Dbt Fusion: High-Performance Rust Engine for Data Transformations

4 months ago 19

dbt Fusion Engine


This repo hosts components of the dbt Fusion engine, the foundation for future innovation in dbt. The dbt Fusion engine is written in Rust and is designed for speed, correctness, and has a native understanding of SQL across multiple data warehouse SQL dialects.

Important

Note: the dbt Fusion Engine is in Beta! Bugs and missing functionality compared to dbt Core will be resolved continuously in the lead-up to a final release (see this post for more details).

The dbt Fusion engine is a ground-up, first principles rewrite of the dbt Core execution engine, built to be interoperable with the standard dbt authoring layer. Fusion enforces some ambiguous areas of the authoring spec more strictly than dbt Core to ensure correctness (for example, dbt Core does not proactively validate most YAML configurations). Many of these discrepancies can be fixed automatically with the dbt Autofix tool.

Beyond conformance with dbt Core, Fusion also contains new SQL Comprehension capabilities, a language server, modern ADBC drivers for warehouse connections, and more. While dbt Core was written in Python, the dbt Fusion engine is written in Rust, and compiled to a single application binary.

You can install dbt-fusion onto your local machine, a docker container, or a machine in the cloud. It is designed for flexible installation, with no dependencies on other libraries. The only libraries that dbt Fusion will load are its corresponding database drivers.

The dbt Fusion engine is being released to this repository incrementally, so, until this note is removed this repository contains only a subset of the crates that make the core of the engine work. These crates are published incrementally starting on May 28.
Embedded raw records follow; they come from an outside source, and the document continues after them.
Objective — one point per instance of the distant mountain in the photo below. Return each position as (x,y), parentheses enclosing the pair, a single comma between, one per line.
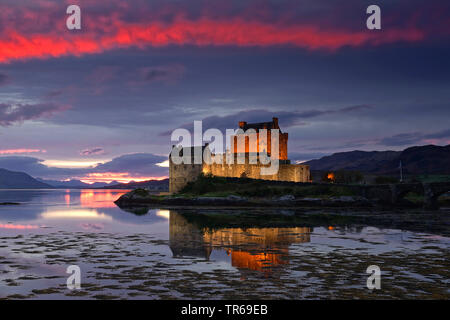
(75,184)
(19,180)
(429,159)
(155,185)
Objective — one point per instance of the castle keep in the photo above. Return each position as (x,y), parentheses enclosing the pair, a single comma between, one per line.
(181,174)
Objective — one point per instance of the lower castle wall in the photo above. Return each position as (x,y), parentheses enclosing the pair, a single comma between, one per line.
(181,174)
(286,172)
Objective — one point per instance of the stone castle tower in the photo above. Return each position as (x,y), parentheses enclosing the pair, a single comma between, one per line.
(181,174)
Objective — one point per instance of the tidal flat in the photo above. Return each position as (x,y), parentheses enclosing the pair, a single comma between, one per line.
(216,254)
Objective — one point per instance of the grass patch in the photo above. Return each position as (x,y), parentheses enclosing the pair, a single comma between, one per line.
(211,186)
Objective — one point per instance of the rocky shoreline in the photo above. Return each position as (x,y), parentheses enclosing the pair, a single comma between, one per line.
(139,197)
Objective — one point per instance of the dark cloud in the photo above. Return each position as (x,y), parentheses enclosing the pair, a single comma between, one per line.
(438,135)
(92,151)
(412,138)
(286,118)
(35,167)
(4,79)
(12,113)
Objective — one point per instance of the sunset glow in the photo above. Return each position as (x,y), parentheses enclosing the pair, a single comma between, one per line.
(20,151)
(17,226)
(75,214)
(121,177)
(71,164)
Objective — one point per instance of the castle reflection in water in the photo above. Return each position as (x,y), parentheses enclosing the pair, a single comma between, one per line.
(259,249)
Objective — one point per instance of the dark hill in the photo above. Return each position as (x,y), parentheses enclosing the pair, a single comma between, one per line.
(429,159)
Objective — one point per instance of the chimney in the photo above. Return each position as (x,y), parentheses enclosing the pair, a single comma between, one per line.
(275,123)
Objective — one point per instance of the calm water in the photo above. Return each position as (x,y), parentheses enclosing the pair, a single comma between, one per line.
(166,254)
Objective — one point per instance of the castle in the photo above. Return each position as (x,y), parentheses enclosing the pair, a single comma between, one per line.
(182,174)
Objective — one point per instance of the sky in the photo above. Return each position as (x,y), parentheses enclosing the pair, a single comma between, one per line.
(100,103)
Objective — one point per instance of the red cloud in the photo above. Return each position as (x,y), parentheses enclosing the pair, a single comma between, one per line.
(19,151)
(201,32)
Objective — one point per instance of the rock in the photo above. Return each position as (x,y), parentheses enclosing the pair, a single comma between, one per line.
(236,198)
(287,197)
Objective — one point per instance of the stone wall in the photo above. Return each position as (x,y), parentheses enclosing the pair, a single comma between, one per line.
(286,172)
(181,174)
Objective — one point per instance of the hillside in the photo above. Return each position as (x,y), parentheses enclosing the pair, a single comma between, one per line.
(19,180)
(429,159)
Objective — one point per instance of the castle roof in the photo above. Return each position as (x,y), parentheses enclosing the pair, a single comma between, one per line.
(260,125)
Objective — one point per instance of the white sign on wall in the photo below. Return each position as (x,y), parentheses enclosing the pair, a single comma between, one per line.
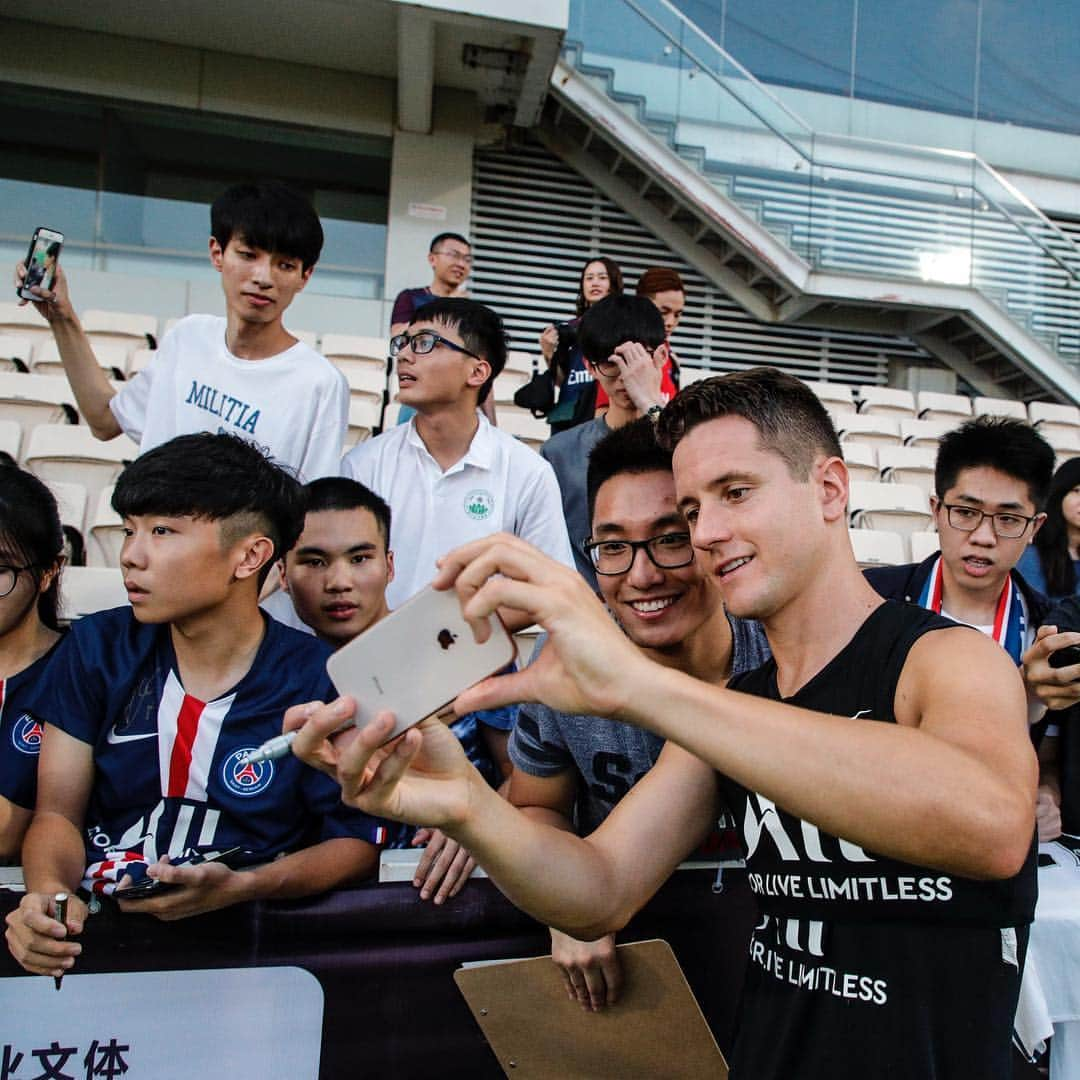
(163,1025)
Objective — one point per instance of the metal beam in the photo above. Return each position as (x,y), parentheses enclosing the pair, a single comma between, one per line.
(416,69)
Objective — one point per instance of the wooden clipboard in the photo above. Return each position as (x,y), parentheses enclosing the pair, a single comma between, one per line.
(657,1028)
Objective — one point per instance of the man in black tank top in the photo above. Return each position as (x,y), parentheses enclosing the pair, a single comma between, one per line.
(879,766)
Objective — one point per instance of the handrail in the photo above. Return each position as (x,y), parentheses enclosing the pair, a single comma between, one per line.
(962,156)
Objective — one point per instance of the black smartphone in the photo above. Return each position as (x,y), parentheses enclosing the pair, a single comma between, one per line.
(41,260)
(233,858)
(1065,657)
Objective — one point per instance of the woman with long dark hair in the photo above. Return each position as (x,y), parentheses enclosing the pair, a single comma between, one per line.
(31,544)
(1052,563)
(601,277)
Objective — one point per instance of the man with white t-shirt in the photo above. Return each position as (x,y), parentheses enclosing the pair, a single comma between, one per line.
(245,374)
(448,475)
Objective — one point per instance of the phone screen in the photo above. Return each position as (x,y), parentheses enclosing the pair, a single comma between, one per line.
(41,260)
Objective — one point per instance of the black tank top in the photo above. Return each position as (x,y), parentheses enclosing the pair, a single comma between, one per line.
(863,966)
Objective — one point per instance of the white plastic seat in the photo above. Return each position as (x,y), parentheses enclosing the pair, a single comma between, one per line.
(908,464)
(871,430)
(366,383)
(363,419)
(522,424)
(32,400)
(923,544)
(15,352)
(88,589)
(11,437)
(999,406)
(106,529)
(931,405)
(835,396)
(119,327)
(71,453)
(877,548)
(885,401)
(111,358)
(898,508)
(862,461)
(923,432)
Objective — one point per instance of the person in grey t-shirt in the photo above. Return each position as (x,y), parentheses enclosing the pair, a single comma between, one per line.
(570,771)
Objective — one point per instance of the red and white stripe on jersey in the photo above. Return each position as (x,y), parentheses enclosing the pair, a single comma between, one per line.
(188,731)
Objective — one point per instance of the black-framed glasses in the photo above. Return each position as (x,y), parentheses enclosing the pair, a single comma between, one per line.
(457,256)
(422,342)
(667,552)
(1006,525)
(9,576)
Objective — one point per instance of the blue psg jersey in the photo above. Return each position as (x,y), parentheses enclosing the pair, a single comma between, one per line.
(169,778)
(21,733)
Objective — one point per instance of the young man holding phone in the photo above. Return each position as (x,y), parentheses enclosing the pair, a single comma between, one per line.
(894,914)
(150,710)
(570,770)
(243,374)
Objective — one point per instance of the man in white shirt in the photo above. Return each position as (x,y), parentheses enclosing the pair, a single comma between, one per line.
(448,475)
(244,374)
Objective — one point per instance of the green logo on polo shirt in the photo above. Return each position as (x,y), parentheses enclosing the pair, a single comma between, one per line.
(480,504)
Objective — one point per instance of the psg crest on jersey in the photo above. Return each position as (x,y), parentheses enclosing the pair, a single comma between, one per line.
(246,779)
(26,734)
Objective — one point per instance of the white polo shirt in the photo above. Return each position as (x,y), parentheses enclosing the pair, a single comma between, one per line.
(499,486)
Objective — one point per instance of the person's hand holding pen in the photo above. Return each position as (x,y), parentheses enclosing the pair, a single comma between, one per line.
(38,941)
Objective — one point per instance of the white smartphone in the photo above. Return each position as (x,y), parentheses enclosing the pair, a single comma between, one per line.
(417,660)
(41,258)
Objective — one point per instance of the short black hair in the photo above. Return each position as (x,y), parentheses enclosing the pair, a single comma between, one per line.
(790,418)
(447,235)
(1010,446)
(632,448)
(217,478)
(340,493)
(31,534)
(480,327)
(616,320)
(270,215)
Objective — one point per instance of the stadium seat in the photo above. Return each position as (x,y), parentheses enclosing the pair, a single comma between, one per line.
(106,530)
(834,395)
(350,352)
(923,432)
(11,437)
(507,383)
(899,508)
(885,401)
(908,464)
(22,320)
(111,358)
(366,383)
(89,589)
(32,400)
(120,327)
(955,408)
(15,352)
(363,419)
(999,406)
(869,430)
(861,460)
(517,361)
(522,424)
(70,453)
(877,548)
(923,544)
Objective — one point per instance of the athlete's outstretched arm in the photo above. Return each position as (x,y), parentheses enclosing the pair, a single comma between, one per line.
(952,785)
(584,887)
(53,856)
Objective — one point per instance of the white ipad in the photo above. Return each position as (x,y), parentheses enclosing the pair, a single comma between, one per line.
(417,660)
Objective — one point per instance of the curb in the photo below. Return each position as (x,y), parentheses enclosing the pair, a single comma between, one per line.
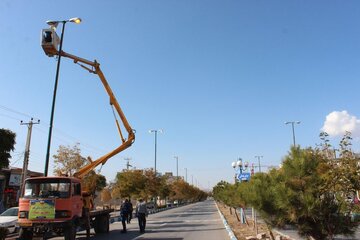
(226,225)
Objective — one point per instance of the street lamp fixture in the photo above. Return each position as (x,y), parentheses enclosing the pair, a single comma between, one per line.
(155,131)
(293,130)
(49,43)
(239,167)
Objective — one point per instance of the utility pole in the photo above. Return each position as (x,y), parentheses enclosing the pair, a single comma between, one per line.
(258,157)
(127,163)
(186,174)
(177,167)
(27,150)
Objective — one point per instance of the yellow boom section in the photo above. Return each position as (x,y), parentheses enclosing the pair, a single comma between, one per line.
(131,135)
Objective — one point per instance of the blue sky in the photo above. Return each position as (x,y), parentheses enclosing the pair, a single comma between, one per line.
(219,77)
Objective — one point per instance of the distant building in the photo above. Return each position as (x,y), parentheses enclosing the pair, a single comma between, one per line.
(10,182)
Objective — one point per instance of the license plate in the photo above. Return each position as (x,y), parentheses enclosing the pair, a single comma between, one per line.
(28,224)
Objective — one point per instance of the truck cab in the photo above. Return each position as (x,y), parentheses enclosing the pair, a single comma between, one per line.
(49,204)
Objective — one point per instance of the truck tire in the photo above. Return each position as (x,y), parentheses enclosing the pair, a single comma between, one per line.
(25,234)
(102,224)
(70,232)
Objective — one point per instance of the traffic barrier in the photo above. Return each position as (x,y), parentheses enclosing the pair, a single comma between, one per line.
(226,225)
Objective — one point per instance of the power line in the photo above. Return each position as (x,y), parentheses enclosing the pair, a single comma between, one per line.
(15,111)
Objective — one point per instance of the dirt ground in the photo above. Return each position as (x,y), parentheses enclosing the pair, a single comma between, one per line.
(240,230)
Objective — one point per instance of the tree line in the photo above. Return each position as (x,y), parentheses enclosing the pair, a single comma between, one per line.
(315,190)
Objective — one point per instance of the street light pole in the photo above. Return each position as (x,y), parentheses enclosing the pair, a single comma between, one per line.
(177,167)
(54,23)
(155,131)
(186,174)
(258,157)
(293,129)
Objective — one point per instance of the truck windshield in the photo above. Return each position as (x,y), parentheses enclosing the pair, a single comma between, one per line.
(47,188)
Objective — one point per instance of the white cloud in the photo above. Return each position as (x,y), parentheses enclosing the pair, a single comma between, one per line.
(337,123)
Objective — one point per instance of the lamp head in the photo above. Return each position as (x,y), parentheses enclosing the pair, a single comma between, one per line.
(75,20)
(52,23)
(233,164)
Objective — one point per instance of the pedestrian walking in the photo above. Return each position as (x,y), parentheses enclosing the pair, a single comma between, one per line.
(141,213)
(88,204)
(131,209)
(124,213)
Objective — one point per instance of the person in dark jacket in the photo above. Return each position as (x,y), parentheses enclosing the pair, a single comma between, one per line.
(131,209)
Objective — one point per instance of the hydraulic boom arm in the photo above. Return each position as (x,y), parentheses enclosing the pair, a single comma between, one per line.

Getting Started with the dbt Fusion engine

Tip

You don't have to build this project from source to use the new dbt! We recommend using the precompiled binary with additional capabilities:

There are several ways to get started with Fusion (for more, see dbt Fusion's quickstart documentation here):

  1. Download the dbt VS Code extension - For most people the best experience. This will install the dbt fusion CLI and Language Server on your system - see the install guide here.
  2. Install Fusion Directly - Install just the fusion CLI with the command below or see dbt's documentation here
curl -fsSL https://public.cdn.getdbt.com/fs/install/install.sh | sh -s -- --update
  1. Build Fusion from Source - See the Compiling from Source section below

Supported Operating Systems and CPU Microarchitectures

Fusion & associated drivers are compiled for each CPU microarchitecture and operating system independently. This allows for hardware-level optimization.

Legend:

  • 🟢 - Supported today
  • 🟡 - Unsupported today, in progress & will be supported by 2025-07-18
Operating System X86-64 ARM
MacOS 🟢 🟢
Linux 🟢 🟡
Windows 🟡 🟡
Target Date Milestone Description
2025-05-28 Initial release of Fusion Published source code of parser, schemas, dbt-jinja, and Snowflake ADBC driver.
2025-06-09 Databricks Adapter release Databricks ADBC driver, and adapter for Fusion
2025-06-25 BigQuery Adapter release BigQuery ADBC driver, and adapter for Fusion
2025-07-09 Redshift Adapter release Redshift ADBC driver, and adapter for Fusion
2025-07-18 ANTLR Grammars release + SQL Parser The SQL grammar used by the ANTLR parser generator.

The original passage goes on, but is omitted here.